Die generative KI läßt ihn lieblicher aussehen als er war, hat ihm per digitaler Shönheits-OP das Naserl gestreckt.

Was die KI liefert.

So wäre der Puch Kübelwagen (600 M) heute womöglich sogar als Spaßmobil vermarktbar. Aber derlei zu entwickeln ist sehr teuer. Dazu hat Österreich eher kein Potenzial. Derweil gibt es noch nicht einmal den einst vergrabenen Prototypen in passablem Zustand. Allerdings arbeiten einige erfahrene Puchianer an der Widerauferstehung jener stählernen Leiche, die wir letzten September ausgegraben haben.

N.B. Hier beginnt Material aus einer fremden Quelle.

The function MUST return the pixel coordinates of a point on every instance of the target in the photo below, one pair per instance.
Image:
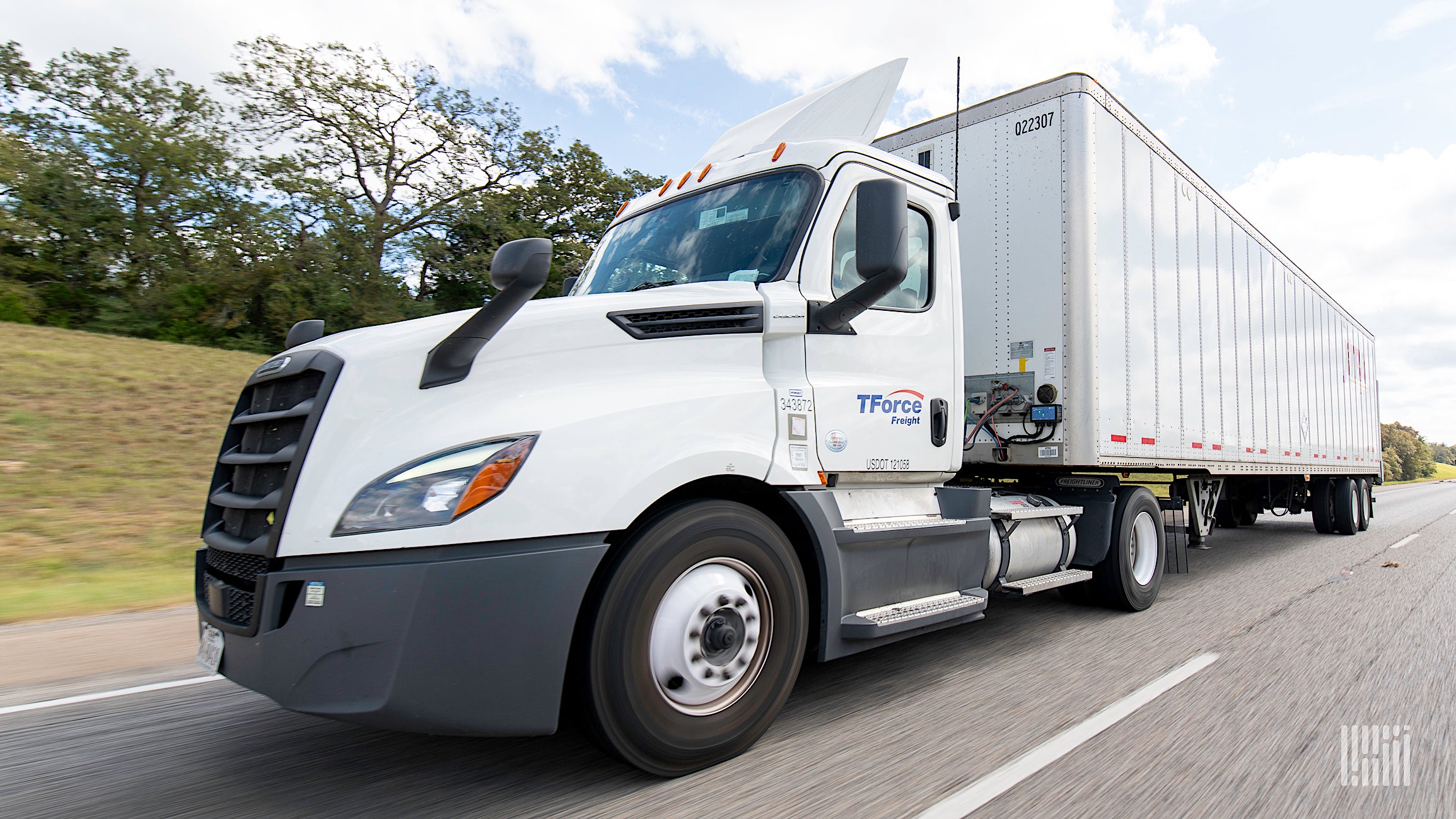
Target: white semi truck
(806, 399)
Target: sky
(1331, 125)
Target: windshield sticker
(900, 410)
(800, 456)
(798, 428)
(721, 216)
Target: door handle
(940, 414)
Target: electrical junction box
(1047, 412)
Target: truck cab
(730, 447)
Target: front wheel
(698, 637)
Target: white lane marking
(1404, 540)
(108, 694)
(963, 802)
(1423, 485)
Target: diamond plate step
(911, 614)
(1043, 583)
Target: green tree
(571, 198)
(1406, 453)
(379, 149)
(121, 192)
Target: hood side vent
(690, 320)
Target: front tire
(1133, 569)
(1347, 505)
(1322, 505)
(698, 637)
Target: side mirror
(882, 253)
(305, 332)
(519, 270)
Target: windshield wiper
(648, 286)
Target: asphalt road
(1312, 635)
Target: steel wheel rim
(695, 665)
(1143, 549)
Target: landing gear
(698, 637)
(1203, 501)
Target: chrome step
(1043, 583)
(906, 523)
(911, 614)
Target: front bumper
(458, 641)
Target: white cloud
(1379, 233)
(580, 45)
(1417, 16)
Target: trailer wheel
(1133, 569)
(698, 637)
(1362, 504)
(1322, 505)
(1347, 505)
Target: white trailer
(1105, 276)
(801, 404)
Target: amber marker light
(494, 476)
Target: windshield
(736, 233)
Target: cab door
(887, 398)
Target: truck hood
(618, 418)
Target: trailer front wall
(1204, 345)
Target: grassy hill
(107, 447)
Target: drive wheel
(1322, 505)
(1133, 569)
(698, 637)
(1347, 505)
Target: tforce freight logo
(900, 410)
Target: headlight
(436, 489)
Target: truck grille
(695, 320)
(258, 465)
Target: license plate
(210, 649)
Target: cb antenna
(955, 206)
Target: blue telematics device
(1046, 412)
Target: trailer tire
(1363, 504)
(1347, 505)
(705, 588)
(1322, 505)
(1132, 572)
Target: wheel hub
(707, 643)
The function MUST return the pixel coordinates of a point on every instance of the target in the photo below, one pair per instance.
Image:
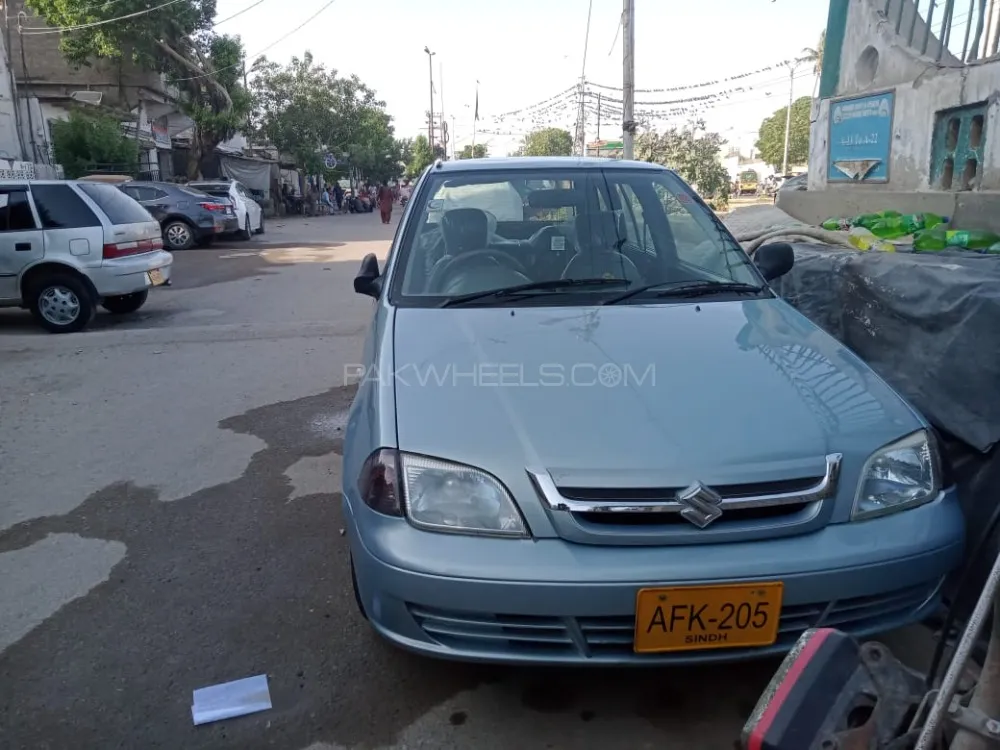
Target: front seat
(463, 230)
(600, 236)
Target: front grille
(537, 636)
(667, 494)
(674, 520)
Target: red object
(123, 249)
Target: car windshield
(616, 230)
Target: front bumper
(552, 602)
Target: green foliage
(88, 142)
(421, 157)
(479, 151)
(547, 142)
(178, 40)
(771, 137)
(694, 157)
(306, 110)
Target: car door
(21, 242)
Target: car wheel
(246, 233)
(61, 303)
(122, 304)
(357, 594)
(178, 235)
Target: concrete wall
(922, 88)
(43, 71)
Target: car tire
(357, 594)
(245, 233)
(61, 303)
(123, 304)
(178, 235)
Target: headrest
(600, 231)
(464, 230)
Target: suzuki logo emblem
(701, 504)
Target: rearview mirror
(774, 260)
(369, 278)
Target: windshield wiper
(699, 288)
(528, 289)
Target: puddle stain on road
(230, 581)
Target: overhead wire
(273, 44)
(66, 29)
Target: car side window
(15, 211)
(59, 207)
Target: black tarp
(929, 324)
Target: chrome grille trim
(824, 488)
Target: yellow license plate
(685, 618)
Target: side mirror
(774, 260)
(369, 278)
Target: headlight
(901, 475)
(442, 496)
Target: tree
(86, 142)
(771, 137)
(694, 157)
(479, 151)
(178, 40)
(548, 142)
(422, 157)
(306, 110)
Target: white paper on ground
(236, 698)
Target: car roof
(537, 163)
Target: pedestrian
(385, 202)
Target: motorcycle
(833, 693)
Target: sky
(525, 52)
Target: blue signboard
(860, 138)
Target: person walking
(385, 202)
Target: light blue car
(587, 432)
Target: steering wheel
(446, 269)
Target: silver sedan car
(587, 431)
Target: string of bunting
(703, 84)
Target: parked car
(249, 214)
(187, 216)
(67, 247)
(606, 440)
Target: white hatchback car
(249, 212)
(67, 247)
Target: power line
(79, 27)
(237, 13)
(275, 43)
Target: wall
(922, 88)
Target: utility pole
(444, 121)
(598, 121)
(628, 79)
(788, 115)
(430, 120)
(581, 113)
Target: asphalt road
(169, 519)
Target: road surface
(169, 519)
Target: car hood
(651, 392)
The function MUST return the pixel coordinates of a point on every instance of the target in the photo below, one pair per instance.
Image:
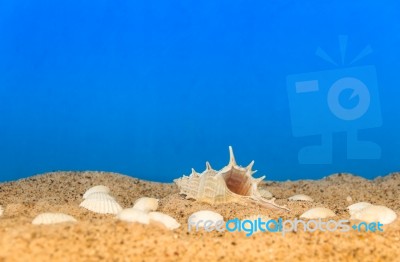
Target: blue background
(151, 89)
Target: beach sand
(101, 237)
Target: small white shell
(301, 197)
(354, 208)
(318, 212)
(106, 206)
(134, 215)
(198, 218)
(166, 220)
(99, 196)
(96, 189)
(373, 213)
(146, 204)
(349, 199)
(265, 193)
(52, 218)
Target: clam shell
(96, 189)
(318, 212)
(354, 208)
(146, 204)
(300, 197)
(133, 215)
(106, 206)
(99, 196)
(372, 213)
(164, 219)
(52, 218)
(232, 184)
(198, 218)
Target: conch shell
(232, 183)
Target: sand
(101, 237)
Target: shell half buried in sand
(354, 208)
(101, 206)
(96, 189)
(52, 218)
(232, 183)
(134, 215)
(300, 197)
(373, 213)
(318, 212)
(164, 219)
(146, 204)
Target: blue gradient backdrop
(151, 89)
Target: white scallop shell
(99, 196)
(354, 208)
(146, 204)
(372, 213)
(198, 218)
(164, 219)
(106, 206)
(52, 218)
(134, 215)
(96, 189)
(318, 212)
(301, 197)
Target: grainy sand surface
(101, 237)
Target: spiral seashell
(318, 212)
(134, 215)
(146, 204)
(96, 189)
(101, 206)
(52, 218)
(164, 219)
(200, 217)
(232, 183)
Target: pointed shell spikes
(208, 166)
(231, 184)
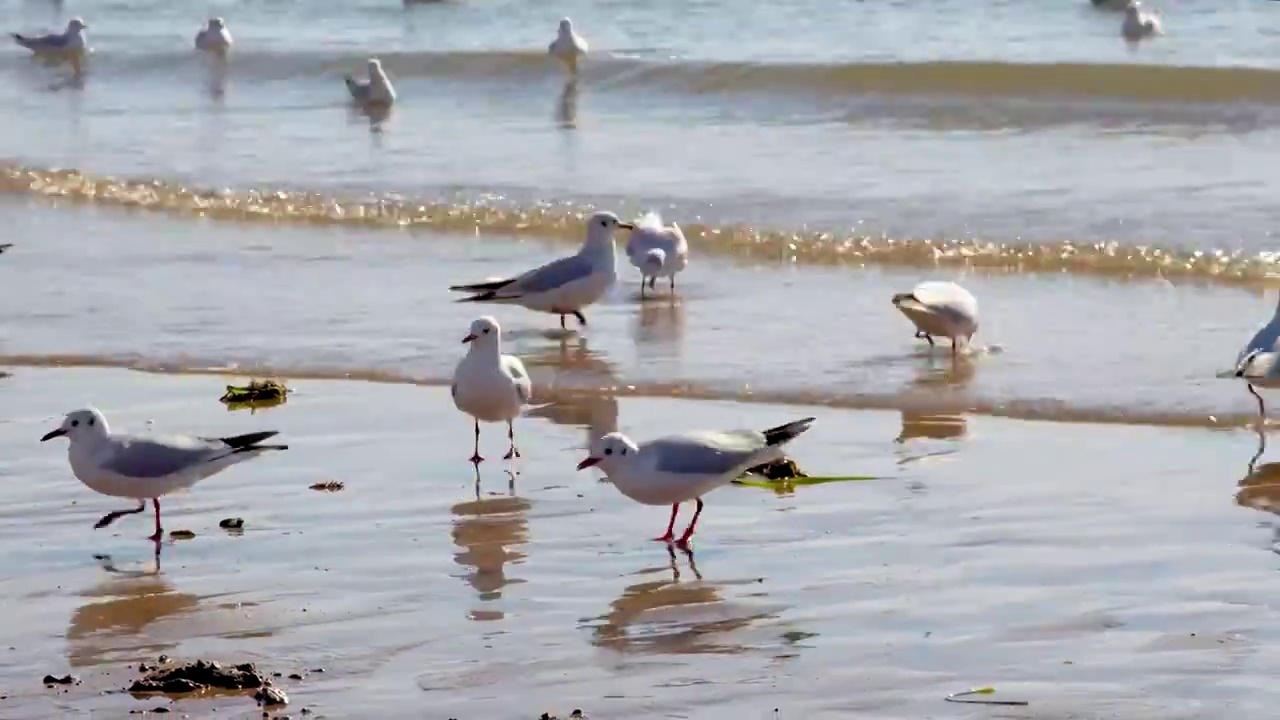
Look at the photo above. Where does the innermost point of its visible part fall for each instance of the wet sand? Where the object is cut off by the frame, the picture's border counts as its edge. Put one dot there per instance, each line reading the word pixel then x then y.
pixel 1089 570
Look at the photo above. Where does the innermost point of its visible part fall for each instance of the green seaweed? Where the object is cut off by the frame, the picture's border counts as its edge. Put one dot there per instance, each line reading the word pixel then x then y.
pixel 255 395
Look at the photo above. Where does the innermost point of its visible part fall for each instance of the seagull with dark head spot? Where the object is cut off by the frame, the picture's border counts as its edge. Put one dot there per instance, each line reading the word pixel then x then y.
pixel 147 466
pixel 565 286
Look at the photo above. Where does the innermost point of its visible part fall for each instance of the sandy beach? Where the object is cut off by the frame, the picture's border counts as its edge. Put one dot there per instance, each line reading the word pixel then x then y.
pixel 1089 570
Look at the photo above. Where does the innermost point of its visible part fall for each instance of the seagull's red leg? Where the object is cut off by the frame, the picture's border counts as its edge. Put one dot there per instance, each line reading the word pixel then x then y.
pixel 671 525
pixel 159 534
pixel 475 456
pixel 689 531
pixel 511 438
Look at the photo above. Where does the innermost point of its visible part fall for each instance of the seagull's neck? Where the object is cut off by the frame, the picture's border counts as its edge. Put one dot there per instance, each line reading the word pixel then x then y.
pixel 599 247
pixel 490 350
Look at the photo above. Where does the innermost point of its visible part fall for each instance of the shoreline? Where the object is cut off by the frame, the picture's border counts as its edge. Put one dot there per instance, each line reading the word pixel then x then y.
pixel 986 554
pixel 1031 411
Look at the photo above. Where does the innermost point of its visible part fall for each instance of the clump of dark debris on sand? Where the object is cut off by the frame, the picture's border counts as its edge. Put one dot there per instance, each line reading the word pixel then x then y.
pixel 782 469
pixel 197 675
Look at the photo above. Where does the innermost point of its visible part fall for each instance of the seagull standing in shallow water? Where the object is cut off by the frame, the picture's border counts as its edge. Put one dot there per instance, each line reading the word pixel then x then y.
pixel 490 386
pixel 657 250
pixel 566 286
pixel 214 39
pixel 376 90
pixel 1138 24
pixel 1257 364
pixel 941 309
pixel 68 45
pixel 680 468
pixel 147 466
pixel 567 46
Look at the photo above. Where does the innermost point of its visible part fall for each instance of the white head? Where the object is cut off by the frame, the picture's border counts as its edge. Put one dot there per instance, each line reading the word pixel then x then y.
pixel 608 452
pixel 600 226
pixel 80 425
pixel 484 333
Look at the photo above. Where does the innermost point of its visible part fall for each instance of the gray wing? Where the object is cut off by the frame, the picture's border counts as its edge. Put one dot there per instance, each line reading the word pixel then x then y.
pixel 548 277
pixel 158 458
pixel 712 454
pixel 516 369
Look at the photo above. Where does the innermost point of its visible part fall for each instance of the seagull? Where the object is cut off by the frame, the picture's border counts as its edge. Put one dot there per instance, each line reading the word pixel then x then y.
pixel 488 384
pixel 1257 364
pixel 214 39
pixel 69 42
pixel 1138 24
pixel 940 309
pixel 147 466
pixel 657 250
pixel 679 468
pixel 376 90
pixel 561 287
pixel 567 46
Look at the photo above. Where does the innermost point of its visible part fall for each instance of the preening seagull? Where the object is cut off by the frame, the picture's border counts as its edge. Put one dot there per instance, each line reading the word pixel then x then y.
pixel 214 37
pixel 1257 364
pixel 1138 23
pixel 565 286
pixel 657 250
pixel 567 46
pixel 941 309
pixel 147 466
pixel 374 91
pixel 680 468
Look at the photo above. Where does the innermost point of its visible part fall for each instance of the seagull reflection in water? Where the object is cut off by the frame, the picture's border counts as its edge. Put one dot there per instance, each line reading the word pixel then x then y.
pixel 113 623
pixel 489 531
pixel 675 616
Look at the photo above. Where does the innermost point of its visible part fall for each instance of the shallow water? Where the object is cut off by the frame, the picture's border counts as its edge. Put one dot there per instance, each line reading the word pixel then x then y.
pixel 359 302
pixel 1123 580
pixel 784 118
pixel 1110 206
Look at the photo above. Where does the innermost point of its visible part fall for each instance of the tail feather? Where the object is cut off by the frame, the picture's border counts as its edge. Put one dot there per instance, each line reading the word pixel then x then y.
pixel 785 433
pixel 248 441
pixel 481 287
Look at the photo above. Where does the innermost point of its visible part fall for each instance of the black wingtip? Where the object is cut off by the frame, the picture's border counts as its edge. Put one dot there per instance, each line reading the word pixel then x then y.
pixel 784 433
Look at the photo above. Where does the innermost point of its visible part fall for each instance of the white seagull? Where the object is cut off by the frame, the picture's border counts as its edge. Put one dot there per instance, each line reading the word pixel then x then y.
pixel 71 44
pixel 1257 364
pixel 147 466
pixel 941 309
pixel 488 384
pixel 561 287
pixel 214 39
pixel 1137 23
pixel 376 90
pixel 675 469
pixel 567 46
pixel 657 250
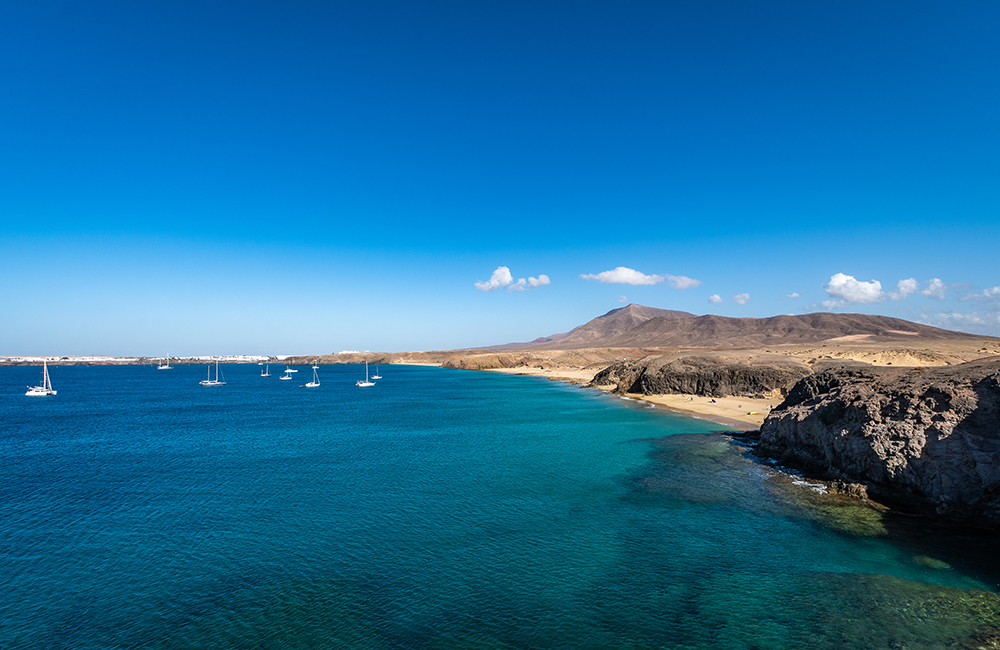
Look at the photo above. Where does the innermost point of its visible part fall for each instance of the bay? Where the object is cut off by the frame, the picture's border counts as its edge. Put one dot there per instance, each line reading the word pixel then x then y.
pixel 439 508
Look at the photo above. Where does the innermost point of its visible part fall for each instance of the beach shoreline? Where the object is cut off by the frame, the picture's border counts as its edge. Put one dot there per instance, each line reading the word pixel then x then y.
pixel 739 412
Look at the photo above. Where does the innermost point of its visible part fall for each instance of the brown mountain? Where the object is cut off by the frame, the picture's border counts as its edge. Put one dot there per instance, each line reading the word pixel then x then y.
pixel 614 323
pixel 638 326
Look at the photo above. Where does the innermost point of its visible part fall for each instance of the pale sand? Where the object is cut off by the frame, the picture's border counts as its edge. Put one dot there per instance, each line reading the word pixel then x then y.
pixel 738 411
pixel 574 375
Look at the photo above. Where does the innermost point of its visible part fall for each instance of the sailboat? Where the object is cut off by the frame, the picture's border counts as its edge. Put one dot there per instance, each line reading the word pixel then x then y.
pixel 46 387
pixel 365 383
pixel 315 382
pixel 208 381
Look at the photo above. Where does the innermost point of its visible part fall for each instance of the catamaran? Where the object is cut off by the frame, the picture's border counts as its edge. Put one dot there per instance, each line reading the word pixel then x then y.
pixel 208 381
pixel 46 387
pixel 365 383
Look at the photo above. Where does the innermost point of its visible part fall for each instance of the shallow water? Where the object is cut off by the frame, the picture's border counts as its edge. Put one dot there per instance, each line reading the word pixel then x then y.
pixel 438 509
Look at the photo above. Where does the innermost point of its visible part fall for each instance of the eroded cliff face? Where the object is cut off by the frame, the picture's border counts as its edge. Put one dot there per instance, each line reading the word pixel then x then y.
pixel 924 439
pixel 700 375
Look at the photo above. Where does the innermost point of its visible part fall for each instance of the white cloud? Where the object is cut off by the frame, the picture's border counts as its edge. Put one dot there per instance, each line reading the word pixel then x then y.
pixel 682 281
pixel 848 290
pixel 624 275
pixel 988 295
pixel 979 322
pixel 500 278
pixel 935 289
pixel 903 289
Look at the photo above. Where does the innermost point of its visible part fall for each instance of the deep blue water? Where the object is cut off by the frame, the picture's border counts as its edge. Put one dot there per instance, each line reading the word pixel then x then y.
pixel 438 509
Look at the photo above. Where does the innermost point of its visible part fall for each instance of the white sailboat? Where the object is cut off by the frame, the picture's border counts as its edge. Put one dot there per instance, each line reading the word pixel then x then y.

Mit technischen Lösungen sind momentan vor allem Fredi Thaler und Manfred Haslinger befaßt. Dieses Duo hatte sich schon beim Wiederaufbau des Weingartmann’schen Renn-Häfligers bewährt. Und die Blechabteilung? Natürlich Walter Pillich, der Mann mit dem Prinzip: „Man muß wissen, wo man hinhaut“.

Wenn Meister Pillich ordiniert.

Es ist ein klassischer Job in der gängigen Gemengelage: Keine nützliche Dokumentation. Bloß zwei Fotos und ein Holzmodell. Ein paar Zeichnungen. Die verrosteten und zusammengeknäulten Reste aus der Erde. Das verlangt jetzt detektivische Arbeit und vor allem Know how, wie damals im Werk gearbeitet wurde, welche Lösungen man seinerzeit angestrebt hat.

Wer die Reste des Originals sieht, mag sich eher nicht vorstellen, wohin das führen soll. Aber ich hab solche Prozesse schon gesehen. Blechernes Netzleiberl, lose Trümmer, viel Rost… na klar wird der Puch 600 M wieder fahren. Das hat eben jene Crew ja auch mit dem Puch Landwagen geschafft.